When the forecast sheet is updated, an automation pipeline triggers immediately. The system reads the forecast, breaks each finished product down into its component bill of materials using a centralised BOM database we built and populated in week one, and calculates the total quantity of each component required across the two-week window. It then checks these requirements against live inventory levels pulled from a barcode-scanning system we integrated with the warehouse floor. Every time a component is received or consumed, a warehouse team member scans a barcode, and the inventory database updates in seconds.

The gap between what is needed and what is on hand becomes a purchase order. The system identifies the correct vendor for each component using a vendor-component mapping table, calculates the order quantity (incorporating each vendor's minimum order quantities and lead times), and generates a formatted purchase order email.

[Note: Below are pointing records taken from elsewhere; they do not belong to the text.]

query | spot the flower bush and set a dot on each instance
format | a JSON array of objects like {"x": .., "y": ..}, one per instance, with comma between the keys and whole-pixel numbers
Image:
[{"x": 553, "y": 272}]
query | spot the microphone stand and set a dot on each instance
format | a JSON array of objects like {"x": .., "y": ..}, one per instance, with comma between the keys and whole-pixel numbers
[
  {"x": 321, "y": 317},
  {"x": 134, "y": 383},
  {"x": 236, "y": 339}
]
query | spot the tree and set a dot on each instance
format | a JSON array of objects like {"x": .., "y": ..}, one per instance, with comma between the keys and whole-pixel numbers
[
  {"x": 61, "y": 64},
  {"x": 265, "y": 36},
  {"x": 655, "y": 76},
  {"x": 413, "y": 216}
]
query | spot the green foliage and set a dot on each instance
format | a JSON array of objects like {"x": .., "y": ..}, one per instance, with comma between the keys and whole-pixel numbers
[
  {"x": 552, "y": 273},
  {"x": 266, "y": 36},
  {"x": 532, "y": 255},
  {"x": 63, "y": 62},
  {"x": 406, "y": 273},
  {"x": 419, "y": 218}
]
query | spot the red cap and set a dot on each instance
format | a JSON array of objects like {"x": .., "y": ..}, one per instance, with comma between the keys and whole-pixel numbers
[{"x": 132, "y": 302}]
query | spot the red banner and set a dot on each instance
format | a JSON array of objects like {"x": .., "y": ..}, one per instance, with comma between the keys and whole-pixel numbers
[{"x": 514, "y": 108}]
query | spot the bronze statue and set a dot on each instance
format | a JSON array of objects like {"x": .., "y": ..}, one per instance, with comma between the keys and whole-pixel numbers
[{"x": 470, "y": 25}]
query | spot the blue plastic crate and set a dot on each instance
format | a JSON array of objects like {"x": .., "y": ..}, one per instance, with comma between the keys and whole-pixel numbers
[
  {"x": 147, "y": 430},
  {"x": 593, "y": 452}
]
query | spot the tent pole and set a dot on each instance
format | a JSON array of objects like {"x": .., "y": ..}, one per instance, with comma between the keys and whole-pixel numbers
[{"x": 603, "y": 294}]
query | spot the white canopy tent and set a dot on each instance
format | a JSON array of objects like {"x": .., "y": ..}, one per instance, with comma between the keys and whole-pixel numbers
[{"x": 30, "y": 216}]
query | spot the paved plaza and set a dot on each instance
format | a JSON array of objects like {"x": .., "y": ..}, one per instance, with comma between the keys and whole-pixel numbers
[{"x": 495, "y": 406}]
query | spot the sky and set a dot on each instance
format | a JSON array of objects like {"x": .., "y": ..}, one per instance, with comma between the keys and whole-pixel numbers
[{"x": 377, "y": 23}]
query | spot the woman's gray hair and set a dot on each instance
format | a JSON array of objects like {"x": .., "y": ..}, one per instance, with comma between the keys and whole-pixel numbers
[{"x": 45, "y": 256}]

POs are sent automatically for components below a reorder threshold; for larger orders above a defined value, the system drafts the PO and queues it for one-click approval by the planning manager before sending.

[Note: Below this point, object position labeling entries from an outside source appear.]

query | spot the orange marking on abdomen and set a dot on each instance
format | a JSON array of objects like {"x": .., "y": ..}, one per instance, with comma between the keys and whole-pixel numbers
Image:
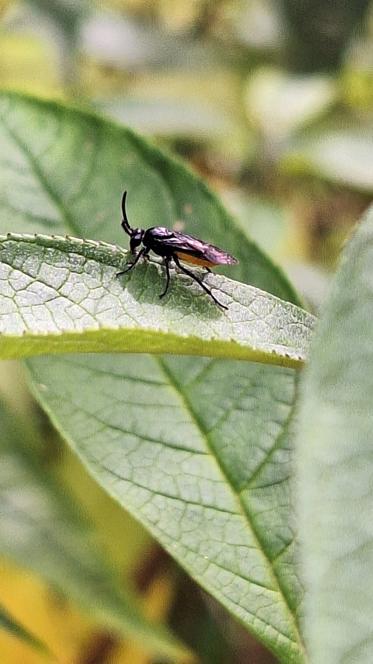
[{"x": 187, "y": 258}]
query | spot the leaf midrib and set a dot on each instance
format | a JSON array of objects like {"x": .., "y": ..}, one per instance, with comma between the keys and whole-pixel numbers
[{"x": 241, "y": 508}]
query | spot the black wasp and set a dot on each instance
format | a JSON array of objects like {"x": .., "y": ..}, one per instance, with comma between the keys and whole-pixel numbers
[{"x": 173, "y": 246}]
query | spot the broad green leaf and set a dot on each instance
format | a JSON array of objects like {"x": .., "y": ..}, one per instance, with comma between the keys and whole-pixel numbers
[
  {"x": 183, "y": 456},
  {"x": 42, "y": 530},
  {"x": 64, "y": 171},
  {"x": 335, "y": 463},
  {"x": 343, "y": 157},
  {"x": 60, "y": 295},
  {"x": 8, "y": 623}
]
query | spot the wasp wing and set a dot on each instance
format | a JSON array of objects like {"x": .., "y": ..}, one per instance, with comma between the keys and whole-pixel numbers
[{"x": 192, "y": 246}]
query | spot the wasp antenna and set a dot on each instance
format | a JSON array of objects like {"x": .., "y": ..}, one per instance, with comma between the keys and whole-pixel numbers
[{"x": 125, "y": 223}]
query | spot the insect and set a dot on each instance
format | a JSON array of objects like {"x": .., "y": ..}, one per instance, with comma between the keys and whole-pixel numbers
[{"x": 176, "y": 247}]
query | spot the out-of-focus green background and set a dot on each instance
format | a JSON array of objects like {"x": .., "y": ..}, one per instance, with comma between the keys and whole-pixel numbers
[{"x": 271, "y": 101}]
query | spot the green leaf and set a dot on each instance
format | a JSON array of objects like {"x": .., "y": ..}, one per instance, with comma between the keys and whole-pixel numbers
[
  {"x": 182, "y": 455},
  {"x": 62, "y": 170},
  {"x": 335, "y": 463},
  {"x": 8, "y": 623},
  {"x": 60, "y": 295},
  {"x": 41, "y": 529},
  {"x": 340, "y": 156},
  {"x": 228, "y": 517}
]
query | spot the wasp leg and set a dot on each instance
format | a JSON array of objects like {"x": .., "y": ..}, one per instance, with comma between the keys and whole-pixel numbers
[
  {"x": 194, "y": 276},
  {"x": 167, "y": 266},
  {"x": 132, "y": 265}
]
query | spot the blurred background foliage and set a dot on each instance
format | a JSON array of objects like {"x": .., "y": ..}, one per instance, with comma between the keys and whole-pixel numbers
[{"x": 272, "y": 102}]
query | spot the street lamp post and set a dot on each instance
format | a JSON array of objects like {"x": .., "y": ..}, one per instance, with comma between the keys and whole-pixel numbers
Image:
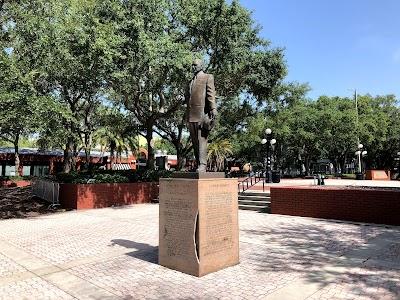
[
  {"x": 360, "y": 153},
  {"x": 269, "y": 141},
  {"x": 398, "y": 165}
]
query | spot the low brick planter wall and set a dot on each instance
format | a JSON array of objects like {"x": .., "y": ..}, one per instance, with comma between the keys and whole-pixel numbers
[
  {"x": 18, "y": 183},
  {"x": 86, "y": 196},
  {"x": 381, "y": 206}
]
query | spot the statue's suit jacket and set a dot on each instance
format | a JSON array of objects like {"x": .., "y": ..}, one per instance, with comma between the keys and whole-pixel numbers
[{"x": 200, "y": 97}]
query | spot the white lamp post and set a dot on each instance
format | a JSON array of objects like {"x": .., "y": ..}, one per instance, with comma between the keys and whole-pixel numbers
[{"x": 269, "y": 142}]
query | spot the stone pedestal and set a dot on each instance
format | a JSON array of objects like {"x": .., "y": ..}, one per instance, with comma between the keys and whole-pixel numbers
[{"x": 199, "y": 231}]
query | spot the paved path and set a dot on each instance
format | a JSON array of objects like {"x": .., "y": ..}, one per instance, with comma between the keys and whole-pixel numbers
[
  {"x": 112, "y": 254},
  {"x": 332, "y": 182}
]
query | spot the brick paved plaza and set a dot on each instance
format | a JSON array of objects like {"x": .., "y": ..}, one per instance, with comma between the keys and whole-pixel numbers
[{"x": 112, "y": 254}]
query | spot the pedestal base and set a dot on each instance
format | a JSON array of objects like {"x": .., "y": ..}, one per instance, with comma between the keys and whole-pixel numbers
[{"x": 198, "y": 231}]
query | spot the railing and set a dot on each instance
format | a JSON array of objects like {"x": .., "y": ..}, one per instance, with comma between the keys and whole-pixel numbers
[
  {"x": 248, "y": 182},
  {"x": 47, "y": 190}
]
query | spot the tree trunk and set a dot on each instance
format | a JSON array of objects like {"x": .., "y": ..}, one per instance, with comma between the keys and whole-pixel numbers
[
  {"x": 150, "y": 150},
  {"x": 16, "y": 156},
  {"x": 68, "y": 164}
]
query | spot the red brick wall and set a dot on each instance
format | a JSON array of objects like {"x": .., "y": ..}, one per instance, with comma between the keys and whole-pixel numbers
[
  {"x": 85, "y": 196},
  {"x": 377, "y": 175},
  {"x": 19, "y": 183},
  {"x": 381, "y": 206}
]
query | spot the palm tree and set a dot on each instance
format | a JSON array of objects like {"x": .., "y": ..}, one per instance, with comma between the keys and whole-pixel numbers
[
  {"x": 115, "y": 142},
  {"x": 218, "y": 151}
]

The master dashboard shows the live state of all purchase orders, sent, acknowledged, in transit, received, alongside current inventory levels and a two-week forward view of component requirements. Alerts fire via email when inventory for any critical component drops below a safety stock level, giving the team time to reorder before a shortage occurs. The entire system was built using a combination of Google Apps Script, a lightweight Node.js API, and a PostgreSQL inventory database.

Results

The team reclaimed 10+ hours of manual coordination work every week. Production delays were eliminated, directly contributing to 16% monthly revenue growth. Manual calculation errors were eradicated. A single real-time dashboard now monitors all vendor activity and inventory status.

The most immediate change was the elimination of the weekly planning marathon. What had previously consumed a full morning of the planning manager's week, pulling data from multiple sources, calculating requirements, writing POs, sending emails, and chasing confirmations, now took under fifteen minutes of oversight. The manager reviews the draft POs queued for approval, confirms anything above the auto-send threshold, and moves on. The rest runs automatically.

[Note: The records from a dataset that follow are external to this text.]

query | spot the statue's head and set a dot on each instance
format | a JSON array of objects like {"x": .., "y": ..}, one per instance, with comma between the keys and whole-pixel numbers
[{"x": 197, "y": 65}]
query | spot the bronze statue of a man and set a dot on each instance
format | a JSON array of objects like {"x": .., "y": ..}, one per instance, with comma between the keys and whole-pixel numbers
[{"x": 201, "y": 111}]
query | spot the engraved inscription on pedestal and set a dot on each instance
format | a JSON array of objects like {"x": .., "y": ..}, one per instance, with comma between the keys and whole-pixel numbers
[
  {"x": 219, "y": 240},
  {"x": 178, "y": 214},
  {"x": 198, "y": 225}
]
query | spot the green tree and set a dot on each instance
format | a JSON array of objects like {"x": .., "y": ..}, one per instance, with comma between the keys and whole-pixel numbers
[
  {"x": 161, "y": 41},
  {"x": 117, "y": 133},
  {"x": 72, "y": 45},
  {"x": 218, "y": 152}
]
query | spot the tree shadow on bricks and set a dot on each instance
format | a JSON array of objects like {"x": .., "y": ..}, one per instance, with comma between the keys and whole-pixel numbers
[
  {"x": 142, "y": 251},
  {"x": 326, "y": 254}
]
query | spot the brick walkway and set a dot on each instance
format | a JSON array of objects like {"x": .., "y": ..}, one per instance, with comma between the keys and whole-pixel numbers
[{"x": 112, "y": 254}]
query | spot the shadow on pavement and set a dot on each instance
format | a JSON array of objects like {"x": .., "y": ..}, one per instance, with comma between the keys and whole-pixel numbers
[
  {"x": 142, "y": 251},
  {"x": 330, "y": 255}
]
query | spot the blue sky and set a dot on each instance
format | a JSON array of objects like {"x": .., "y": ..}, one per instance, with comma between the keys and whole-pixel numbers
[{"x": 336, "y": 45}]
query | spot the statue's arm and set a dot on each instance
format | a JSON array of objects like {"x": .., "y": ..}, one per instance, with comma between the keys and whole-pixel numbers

Production delays were eliminated within the first six weeks. The combination of real-time inventory tracking and automated reorder triggers meant that the company stopped running out of components mid-production. In the six months before deployment, there had been eleven production stoppages caused by component shortages. In the six months after, there were none. Vendors reported that the purchase orders they received were more accurate and better timed than before, which improved the business relationships and, in two cases, resulted in better pricing terms.

The 16% monthly revenue growth figure reflects a combination of factors: recovering the revenue that had been lost to late deliveries, taking on new orders that the team had previously been hesitant to accept due to capacity uncertainty, and processing the same volume of production with fewer operational bottlenecks. The owner was able to commit to faster delivery timelines in sales conversations, which improved win rates on new business.

Manual calculation errors were fully eradicated. The BOM-based calculation engine does not make arithmetic mistakes, and the live inventory feed means the baseline figures are always accurate. The planning manager reported that the shift from reactive firefighting to proactive planning was the most significant quality-of-life improvement, they could see potential shortages two weeks out and address them before they became crises.